When Hend Alqaderiwas studying how saliva could predict the risk of diabetes or the severity of a coronavirus infection, she collected a lot of saliva samples-thousands, measuring hundreds of bacteria samples for each patient.
She and her colleagues couldn't analyze every single bacterium in each saliva sample, so they had to choose which ones to use. It was difficult to decide, knowing they might not end up with a representative sample.
A few years ago, Alqaderi learned that some of her colleagues were using machine learning, a type of artificial intelligence, to analyze large amounts of data. "I became interested," says Alqaderi, who is an assistant professor in the Department of Public Health and Community Service at Tufts University School of Dental Medicine.
She attended a conference and saw that machine learning could analyze thousands of samples and make disease predictions in minutes. Alqaderi was hooked. She took two courses on AI at MIT three years ago and continues to analyze vast datasets. Now, Alqaderi is director of the Dental AI Lab, a joint appointment with the Tufts Institute for Artificial Intelligence (TIAI). In that role, she's teaching dental students to use artificial intelligence at the Dental AI Lab and through a new Artificial Intelligence in Dentistry class.
While research first drew Alqaderi to AI, she also appreciates the technology's ability to augment patient care at dental practices. AI can help with scheduling, billing, insurance, patient charts, and documentation-the time-consuming work that supports dental care.
Dentists "spend a lot of time documenting every single procedure and treatment planning," Alqaderi says. "If we can use AI to free some time from dentists, they can focus more on the most important part, which is patient treatment and patient communication."
Predictive power of AI
AI can also be a powerful tool in preventive oral medicine.
We know some risk factors, such as socioeconomic status, diet, or smoking, but we still don't have the ability to build software that can predict the disease before it is happening."
Hend Alqaderi, Assistant Professor, Department of Public Health and Community Service, School of Dental Medicine, Tufts University
That's where AI comes in, analyzing electronic dental records and creating an algorithm to predict which patients are most likely to get cavities, oral cancer, or other conditions.
Alqaderi likens the system to the recommendations for users created by Netflix, Google, or Amazon, where an algorithm derived from their views, searches, and purchases prompts recommendations for things they may like.
The vision of a streamlined dental office with AI offering pre-diagnostic care is seeding the projects underway at Tufts Dental AI Lab. The lab, soft-launched in July with the mission of research and education, is part of TIAI and the Department of Public Health and Community Service. It is funded by Beyond Limits, a California-based tech company.
For now, the young lab is focused on research and publishing academic papers. "In the future, we want to translate the research into practice. We want to see all these projects coming to life," Alqaderi says. If lab members build an AI model to predict a disease, they eventually want to build software that will both determine which patients will develop particular conditions, and integrate into an office's electronic health system.
One current project is developing AI models that can read X-rays and pick up on anything suspicious, "and the dentist can cross-check or verify after AI, this will save a lot of time" Alqaderi says.
AI in the curriculum
Each project includes not only dental students or faculty, but also data or computer scientists from Tufts Institute for Artificial Intelligence. "We are the domain expertise, and they are the data scientists," Alqaderi says. And while those from TUSDM don't build the AI models, they need to understand the basics of AI analysis to work and communicate with their more technical counterparts.
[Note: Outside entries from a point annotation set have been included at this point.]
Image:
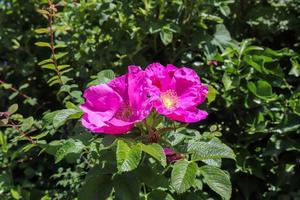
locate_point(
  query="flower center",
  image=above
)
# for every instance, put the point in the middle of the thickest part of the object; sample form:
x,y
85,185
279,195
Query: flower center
x,y
169,99
125,113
To that end, Alqaderi led Tufts' first Artificial Intelligence in Dentistry course during the fall semester, where 240 third-year dental students attended 10 lectures covering major concepts in AI, ethics, dental treatment planning, and how AI can increase dental care access for people living in remote areas.
Students evaluate existing dental AI applications according to criteria such as ethics and data quality. They also work in teams on a capstone project, in partnership with the same scientists available to the Dental AI Lab.
AI is coming to dentistry, Alqaderi says, for patient care, research, and academics. "We want our students to be ready to deal with AI in their clinics, to consider ethical considerations, and to be ready to critique and use it."
An AI organization for dental students
The role of AI in dentistry is widely misunderstood compared to other fields like engineering, systemic medicine, and business, says Yash Brahmbhatt, D27, founder of the Artificial Intelligence in Dental Research & Education Society.
Brahmbhatt, the first Tufts Dental student intern at the Tufts Institute of Artificial Intelligence, launched the club with the intent of encouraging dental students and faculty to learn more about AI and develop more avenues for AI-based dental research. "During the launch of the society, I was inspired by the lack of organizations that focused on dentistry, research, and AI combined," he says.
"I wish more people understood that AI is not about replacing dentists, but about augmenting our skills to improve diagnosis, treatment planning, and patient outcomes," Brahmbhatt says.
"I am a firm believer that AI has the power to help our patients, and AI is already shaping health care. I also believe that properly trained AI models have the power to help patient outcomes immensely and can often catch diagnoses that humans might miss due to external factors like fatigue, stress, or accidental oversight," he adds.